Scale helps where you're already winning, not where you're stuck. Going from 14B to 32B lifted every "draft" metric and pushed the degeneration cliff out to bigger functions — real, paid-for progress. It did nothing for the hardest function. "Throw a bigger model at it" is a fine thing to test, as long as you treat the answer as data, not a foregone conclusion.
Cost discipline is a feature. Per-second cloud GPUs that tear down on completion, and moving every bit of inference off the meter and onto the laptop, meant the whole "bigger and bolder" final try cost less than a takeaway dinner. You can afford to run the experiment that settles the question.

Where this goes next (and why it's not going there yet)

Here's the honest conclusion: I now genuinely believe an LLM can be trained to solve this — to decompile assembly into matching C. It doesn't feel like a fantasy anymore; it feels reachable. The competence envelope is real, but every lever I pulled moved it in the right direction. If I were to keep going, the obvious avenues are:

More and better training data. The single highest-leverage input. The corpus is good, but it's one game; a broader, cleaner set of (assembly, C) pairs is probably worth more than any architecture change.
Train for much longer. I was running afternoon-to-overnight jobs on a budget. There's clearly more to extract.
Go bigger again. 14B → 32B helped measurably. The trend hasn't flattened.
Stop fine-tuning a general code model and train one for this from scratch — or at least fine-tune something other than Qwen. A model that only ever has to think about this one task might not degenerate the way these did.

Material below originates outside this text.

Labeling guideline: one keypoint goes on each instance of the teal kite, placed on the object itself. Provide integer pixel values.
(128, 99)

But I'm going to be honest with myself about priorities. My actual goal is to decompile Star Fox Adventures — and at this point the model is a distraction from that, not an accelerant. It's a fascinating side quest that hasn't yet paid back the time I've sunk into it, and chasing it further would mean less progress on the thing I actually care about. So I'm parking it here, with the satisfaction of knowing the crazy idea basically worked — just not for the reason I expected, only after I stopped believing my own best results, and only once I learned exactly where the tool's edges are, including the one place it will never reach.

If someone reading this wants to pick up the thread — more data, longer runs, a purpose-built model — I'd love to see where it goes.